More woes for Moorside backer Toshiba

Artist's impressions of what the Moorside power plant might look like.
Artist's impressions of what the Moorside power plant might look like.

A KEY player in Cumbria's planned nuclear new build has seen its share price fall dramatically after its finances were branded "very fragile".

Ratings agency S&P Global has announced it may downgrade the credit rating of Toshiba - which has a 60 per cent stake in NuGen, the company with proposals to build a power plant in Moorside, near Sellafield - if it receives financial support which includes debt restructuring.

This would affect the way lenders would be willing to deal with the company, which announced earlier this week that it was likely to announce a net loss of 390bn yen (£2.74bn) for the full year to March 31.

It's share price fell by 10 per cent in Friday trading on the Japanese stock exchange, ending the day at 184 yen (£1.31) each, down from 199 yen (£1.41) at the start of the day.
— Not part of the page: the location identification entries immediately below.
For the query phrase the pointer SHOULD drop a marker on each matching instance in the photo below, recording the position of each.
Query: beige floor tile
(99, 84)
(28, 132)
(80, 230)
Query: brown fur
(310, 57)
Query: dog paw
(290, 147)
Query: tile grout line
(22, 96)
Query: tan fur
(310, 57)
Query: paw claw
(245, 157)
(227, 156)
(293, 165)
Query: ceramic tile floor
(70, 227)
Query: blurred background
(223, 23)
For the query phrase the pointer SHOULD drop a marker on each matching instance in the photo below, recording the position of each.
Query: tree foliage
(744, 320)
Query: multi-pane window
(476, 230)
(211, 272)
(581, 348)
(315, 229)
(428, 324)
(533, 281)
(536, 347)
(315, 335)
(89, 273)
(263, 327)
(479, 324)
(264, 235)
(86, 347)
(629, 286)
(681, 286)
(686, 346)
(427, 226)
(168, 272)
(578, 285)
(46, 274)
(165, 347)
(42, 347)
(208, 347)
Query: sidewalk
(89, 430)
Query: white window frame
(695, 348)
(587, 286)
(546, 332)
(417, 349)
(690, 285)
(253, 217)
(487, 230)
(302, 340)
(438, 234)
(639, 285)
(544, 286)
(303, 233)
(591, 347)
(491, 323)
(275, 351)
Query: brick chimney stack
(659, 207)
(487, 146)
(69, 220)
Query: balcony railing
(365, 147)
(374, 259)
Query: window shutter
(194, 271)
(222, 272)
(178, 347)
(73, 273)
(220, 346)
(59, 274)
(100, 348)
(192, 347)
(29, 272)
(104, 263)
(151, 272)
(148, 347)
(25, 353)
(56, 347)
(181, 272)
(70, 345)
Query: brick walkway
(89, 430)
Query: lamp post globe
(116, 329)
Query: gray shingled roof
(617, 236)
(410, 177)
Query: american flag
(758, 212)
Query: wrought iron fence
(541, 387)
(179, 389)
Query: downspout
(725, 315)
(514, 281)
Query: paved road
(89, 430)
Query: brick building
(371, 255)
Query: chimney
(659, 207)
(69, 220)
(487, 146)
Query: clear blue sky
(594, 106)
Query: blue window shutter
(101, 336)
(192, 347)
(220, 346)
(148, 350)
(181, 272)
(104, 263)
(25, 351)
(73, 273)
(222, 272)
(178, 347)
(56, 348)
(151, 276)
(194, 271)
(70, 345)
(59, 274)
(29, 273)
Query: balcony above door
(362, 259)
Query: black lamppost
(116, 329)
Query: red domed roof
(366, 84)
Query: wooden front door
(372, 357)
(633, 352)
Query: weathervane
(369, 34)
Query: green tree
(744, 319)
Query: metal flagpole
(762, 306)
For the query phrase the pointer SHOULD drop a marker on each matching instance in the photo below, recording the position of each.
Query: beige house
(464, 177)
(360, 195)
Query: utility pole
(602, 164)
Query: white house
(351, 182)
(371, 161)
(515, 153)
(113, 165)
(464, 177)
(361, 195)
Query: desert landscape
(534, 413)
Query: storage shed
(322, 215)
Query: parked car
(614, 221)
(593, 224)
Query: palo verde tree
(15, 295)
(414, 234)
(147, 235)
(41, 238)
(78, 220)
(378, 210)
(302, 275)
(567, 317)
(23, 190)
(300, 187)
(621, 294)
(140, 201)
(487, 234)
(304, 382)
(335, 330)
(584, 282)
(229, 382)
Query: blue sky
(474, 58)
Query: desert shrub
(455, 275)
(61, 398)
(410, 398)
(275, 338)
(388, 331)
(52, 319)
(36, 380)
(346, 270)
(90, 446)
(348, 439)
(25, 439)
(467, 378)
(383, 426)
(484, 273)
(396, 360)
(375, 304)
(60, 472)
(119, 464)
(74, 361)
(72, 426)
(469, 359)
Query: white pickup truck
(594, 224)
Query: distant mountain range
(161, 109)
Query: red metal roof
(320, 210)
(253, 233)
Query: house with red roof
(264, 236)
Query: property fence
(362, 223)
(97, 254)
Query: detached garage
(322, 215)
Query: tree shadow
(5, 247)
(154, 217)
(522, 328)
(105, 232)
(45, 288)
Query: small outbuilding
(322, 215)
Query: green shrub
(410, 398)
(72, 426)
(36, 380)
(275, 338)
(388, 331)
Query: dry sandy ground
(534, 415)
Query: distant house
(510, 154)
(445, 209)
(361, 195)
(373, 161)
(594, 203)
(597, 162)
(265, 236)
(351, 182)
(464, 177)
"Given Toshiba's already very fragile financial standing, whether the company can receive continuous financial support from its creditor banks, including liquidity support, is a key factor in our credit analysis," S&P said.

"Even in the event banks continue to provide financial support for the company, if it includes any form of debt restructuring we define as selective default, we will lower the ratings by multiple notches."

Toshiba announced on Tuesday that it remained committed to investment in Moorside but would eventually seek to sell its stake to new investors.

It added: "Toshiba will consider participating in the project without taking on any risk from carrying out actual construction work.”

This statement was welcomed by both NuGen and Prime Minister Theresa May.

Toshiba's woes stem from another part of its nuclear operations.

Last month the company announced its US subsidiary, Westinghouse Electric, which was originally part of BNFL, may have overpaid - by several billion dollars - for another nuclear construction and services business.

This led the company to the review of its involvement in non-Japanese nuclear projects as well as the sale of its semiconductor business.

Shigenori Shiga, resigned as Toshiba's chairman, taking responsibility for problems that will result in a forecast 713bn yen (£5bn) loss in its nuclear business.